Good Content is Clear
Seek clarity in all things.
When we say that something is clear, we mean that it works; it communicates; the light gets through. Good content speaks to people in a language they understand and is organized in ways that make it easy to use.
Content strategists usually rely on others—writers, editors, and multimedia specialists—to produce and revise the content that users read, listen to, and watch. TMCC Web Content Providers will need to know how to do this themselves.
Good Content is Consistent
Mandate consistency, within reason.
For most people, language is our primary interface with each other and with the external world.
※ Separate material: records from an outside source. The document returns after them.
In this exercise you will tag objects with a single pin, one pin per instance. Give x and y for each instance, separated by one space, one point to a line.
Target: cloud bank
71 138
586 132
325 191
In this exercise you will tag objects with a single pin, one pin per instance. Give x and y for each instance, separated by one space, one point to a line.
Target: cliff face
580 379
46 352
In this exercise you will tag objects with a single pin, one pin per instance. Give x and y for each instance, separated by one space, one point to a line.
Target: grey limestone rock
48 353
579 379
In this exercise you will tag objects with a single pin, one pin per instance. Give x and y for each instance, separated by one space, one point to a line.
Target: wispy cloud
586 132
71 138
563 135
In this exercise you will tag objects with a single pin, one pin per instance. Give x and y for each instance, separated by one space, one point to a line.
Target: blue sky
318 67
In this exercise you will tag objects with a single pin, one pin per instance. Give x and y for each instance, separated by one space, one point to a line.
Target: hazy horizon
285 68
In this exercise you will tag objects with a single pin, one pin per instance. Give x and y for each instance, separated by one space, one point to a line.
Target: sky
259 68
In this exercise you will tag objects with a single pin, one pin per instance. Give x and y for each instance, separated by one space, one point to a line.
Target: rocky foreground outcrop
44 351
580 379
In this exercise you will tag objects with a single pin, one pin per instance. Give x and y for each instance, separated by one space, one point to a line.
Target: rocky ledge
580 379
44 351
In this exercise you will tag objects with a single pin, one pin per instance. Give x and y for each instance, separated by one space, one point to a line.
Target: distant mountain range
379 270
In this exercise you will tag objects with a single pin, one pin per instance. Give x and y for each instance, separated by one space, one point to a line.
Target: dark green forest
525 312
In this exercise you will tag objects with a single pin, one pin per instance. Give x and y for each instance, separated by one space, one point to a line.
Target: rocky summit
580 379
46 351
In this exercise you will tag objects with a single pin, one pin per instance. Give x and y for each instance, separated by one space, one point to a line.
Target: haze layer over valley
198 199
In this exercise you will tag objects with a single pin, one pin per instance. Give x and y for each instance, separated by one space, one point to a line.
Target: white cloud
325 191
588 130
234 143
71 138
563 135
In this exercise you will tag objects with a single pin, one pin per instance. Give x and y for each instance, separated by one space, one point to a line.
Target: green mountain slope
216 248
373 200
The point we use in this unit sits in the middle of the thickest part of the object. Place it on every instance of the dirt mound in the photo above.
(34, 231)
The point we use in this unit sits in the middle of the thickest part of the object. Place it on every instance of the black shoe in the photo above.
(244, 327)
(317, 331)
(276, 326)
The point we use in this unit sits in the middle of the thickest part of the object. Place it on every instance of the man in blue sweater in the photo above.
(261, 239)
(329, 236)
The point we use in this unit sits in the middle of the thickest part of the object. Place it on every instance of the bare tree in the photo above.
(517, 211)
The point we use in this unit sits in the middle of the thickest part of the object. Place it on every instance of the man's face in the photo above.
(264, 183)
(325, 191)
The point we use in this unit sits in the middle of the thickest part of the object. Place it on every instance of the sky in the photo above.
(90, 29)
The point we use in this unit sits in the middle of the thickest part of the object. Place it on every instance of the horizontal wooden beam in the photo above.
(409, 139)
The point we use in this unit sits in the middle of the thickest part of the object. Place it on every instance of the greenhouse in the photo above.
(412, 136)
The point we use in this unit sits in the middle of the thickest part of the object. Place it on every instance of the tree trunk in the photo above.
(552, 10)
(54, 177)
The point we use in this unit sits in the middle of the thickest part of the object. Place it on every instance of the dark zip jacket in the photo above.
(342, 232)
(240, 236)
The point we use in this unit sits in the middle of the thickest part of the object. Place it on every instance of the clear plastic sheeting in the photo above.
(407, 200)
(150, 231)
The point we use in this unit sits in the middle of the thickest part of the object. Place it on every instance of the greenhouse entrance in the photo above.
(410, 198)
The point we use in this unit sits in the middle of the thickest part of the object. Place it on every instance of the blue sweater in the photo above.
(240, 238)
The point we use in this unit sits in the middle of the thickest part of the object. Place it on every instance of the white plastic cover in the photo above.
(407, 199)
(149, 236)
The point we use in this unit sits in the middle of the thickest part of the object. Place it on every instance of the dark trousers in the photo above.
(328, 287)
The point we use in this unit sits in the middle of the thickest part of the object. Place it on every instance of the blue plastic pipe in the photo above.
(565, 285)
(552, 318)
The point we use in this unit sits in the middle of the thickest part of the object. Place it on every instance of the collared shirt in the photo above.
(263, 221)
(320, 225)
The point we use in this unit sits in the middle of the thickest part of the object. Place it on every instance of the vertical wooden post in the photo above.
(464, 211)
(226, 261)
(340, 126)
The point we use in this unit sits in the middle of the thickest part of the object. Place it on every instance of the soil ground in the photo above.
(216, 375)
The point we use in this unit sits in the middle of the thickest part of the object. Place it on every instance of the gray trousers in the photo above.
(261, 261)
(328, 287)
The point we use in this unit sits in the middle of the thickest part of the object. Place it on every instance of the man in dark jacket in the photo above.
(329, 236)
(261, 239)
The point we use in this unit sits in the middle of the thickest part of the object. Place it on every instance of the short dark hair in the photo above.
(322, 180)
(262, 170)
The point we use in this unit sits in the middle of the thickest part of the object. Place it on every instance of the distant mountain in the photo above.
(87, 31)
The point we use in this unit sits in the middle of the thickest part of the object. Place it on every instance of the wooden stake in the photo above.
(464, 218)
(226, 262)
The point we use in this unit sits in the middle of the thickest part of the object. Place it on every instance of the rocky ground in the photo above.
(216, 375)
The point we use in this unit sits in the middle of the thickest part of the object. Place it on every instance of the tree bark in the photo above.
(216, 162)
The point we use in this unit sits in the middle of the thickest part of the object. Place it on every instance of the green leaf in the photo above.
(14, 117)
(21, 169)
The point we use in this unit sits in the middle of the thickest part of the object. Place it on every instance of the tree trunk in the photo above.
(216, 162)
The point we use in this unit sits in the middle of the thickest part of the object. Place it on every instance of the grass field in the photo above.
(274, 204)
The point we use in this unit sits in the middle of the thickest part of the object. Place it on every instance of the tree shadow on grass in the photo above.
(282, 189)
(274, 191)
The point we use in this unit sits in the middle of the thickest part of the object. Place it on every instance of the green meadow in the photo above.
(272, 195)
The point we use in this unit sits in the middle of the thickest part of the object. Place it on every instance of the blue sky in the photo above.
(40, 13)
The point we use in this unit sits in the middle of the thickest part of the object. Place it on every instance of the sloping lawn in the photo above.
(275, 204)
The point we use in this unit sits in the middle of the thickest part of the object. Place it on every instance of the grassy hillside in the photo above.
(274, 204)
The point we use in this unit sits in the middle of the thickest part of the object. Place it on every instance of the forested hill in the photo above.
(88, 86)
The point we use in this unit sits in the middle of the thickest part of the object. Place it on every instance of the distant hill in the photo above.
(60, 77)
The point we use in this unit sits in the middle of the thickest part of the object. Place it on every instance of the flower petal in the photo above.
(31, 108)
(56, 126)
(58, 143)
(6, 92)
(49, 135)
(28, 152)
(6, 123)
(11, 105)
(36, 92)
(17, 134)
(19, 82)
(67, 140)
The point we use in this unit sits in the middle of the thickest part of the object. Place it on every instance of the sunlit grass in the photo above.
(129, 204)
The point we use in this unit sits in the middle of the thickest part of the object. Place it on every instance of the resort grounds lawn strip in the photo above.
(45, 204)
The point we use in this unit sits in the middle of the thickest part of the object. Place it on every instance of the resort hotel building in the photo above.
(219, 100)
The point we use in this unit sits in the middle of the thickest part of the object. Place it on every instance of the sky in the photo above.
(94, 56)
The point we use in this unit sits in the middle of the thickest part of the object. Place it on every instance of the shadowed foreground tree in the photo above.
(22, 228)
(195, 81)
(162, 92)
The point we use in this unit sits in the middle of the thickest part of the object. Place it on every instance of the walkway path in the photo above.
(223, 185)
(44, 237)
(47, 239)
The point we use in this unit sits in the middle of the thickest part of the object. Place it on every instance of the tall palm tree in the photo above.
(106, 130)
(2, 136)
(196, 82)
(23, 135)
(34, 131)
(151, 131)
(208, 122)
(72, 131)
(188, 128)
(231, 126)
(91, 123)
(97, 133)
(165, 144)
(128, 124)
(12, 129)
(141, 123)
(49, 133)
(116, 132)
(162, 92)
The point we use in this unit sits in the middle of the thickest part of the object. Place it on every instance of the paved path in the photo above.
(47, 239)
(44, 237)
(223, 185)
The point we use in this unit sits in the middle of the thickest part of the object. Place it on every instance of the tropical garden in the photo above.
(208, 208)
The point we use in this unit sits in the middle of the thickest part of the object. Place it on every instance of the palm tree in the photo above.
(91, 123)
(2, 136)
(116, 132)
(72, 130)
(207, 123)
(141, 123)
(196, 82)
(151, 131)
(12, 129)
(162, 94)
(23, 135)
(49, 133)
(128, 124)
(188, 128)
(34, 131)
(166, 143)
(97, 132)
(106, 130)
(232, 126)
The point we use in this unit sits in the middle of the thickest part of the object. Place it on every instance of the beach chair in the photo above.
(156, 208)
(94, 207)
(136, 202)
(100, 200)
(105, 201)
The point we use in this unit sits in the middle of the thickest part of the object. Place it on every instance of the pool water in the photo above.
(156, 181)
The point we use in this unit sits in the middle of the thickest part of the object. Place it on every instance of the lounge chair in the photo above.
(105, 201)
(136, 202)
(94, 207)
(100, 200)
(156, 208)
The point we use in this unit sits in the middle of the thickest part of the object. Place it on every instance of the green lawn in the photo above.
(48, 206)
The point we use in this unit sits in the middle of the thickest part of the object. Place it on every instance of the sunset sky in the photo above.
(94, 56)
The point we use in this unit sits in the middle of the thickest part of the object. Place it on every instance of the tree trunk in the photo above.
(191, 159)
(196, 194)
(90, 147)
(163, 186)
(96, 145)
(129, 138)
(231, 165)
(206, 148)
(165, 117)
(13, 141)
Consistency of language and presentation acts as a consistent interface, reducing the users’ cognitive load and making it easier for readers to understand what they read.
Inconsistency, on the other hand, adds cognitive effort, hinders understanding, and distracts readers.
That’s what our AP style guides are for.
Good Content is Concise
Omit needless content.
The Web offers the space to publish everything, and it’s much easier to treat it like a hall closet with infinite stuffing-space than to impose constraints.
So what does it matter if we have too much content?
For one thing, more content makes everything more difficult to find. For another, spreading finite resources ever more thinly results in a decline in quality. It also often indicates a deeper problem—publishing everything often means “publishing everything we can,” rather than “publishing everything we’ve learned that our users really need.”
Mission statements, vision statements, and core values. Long, unreadable legal pages. Redundant documentation. Are you offering the same audience three different FAQs? Can they be combined or turned into contextual help?
Once you’ve rooted out unnecessary content at the site-planning level, be prepared to ruthlessly eliminate needless content at the section, page, and sentence level using the tips listed previously.
Many have made the wise observation that when a stone is in motion rolling down a hill or incline that that moving stone is not as likely to be covered all over with the kind of thick green moss that grows on stationary unmoving things and becomes a nuisance and suggests that those things haven’t moved in a long time and probably won’t move any time soon.
A rolling stone gathers no moss.
Good Content is Supported
Publish no content without a support plan.
If newspapers are “dead tree media,” information published online is a live green plant. And so, too, must content be tended and supported.
Factual content must be updated when new information appears and culled once it’s no longer useful; user-generated content must be nurtured and weeded; time-sensitive content (like breaking news or event information) must be planted on schedule and cut back once its blooming period ends.
This is all easy to talk about, but the reason most content is not properly maintained is that most content plans rely on getting the already overworked to produce, revise, and publish content without neglecting other responsibilities. This is not inevitable, but unless content and publishing tasks are recognized as time-consuming and complex and then included in job descriptions, performance reviews, and resource planning, it will continue.
Hoping that a content management system (CMS) will replace this kind of human care and attention is about as effective as pointing a barn full of unmanned agricultural machinery at a field, going on vacation, and hoping it all works out. Tractors are more efficient than horse-drawn plows, but they still need humans to decide where and when and how to use them!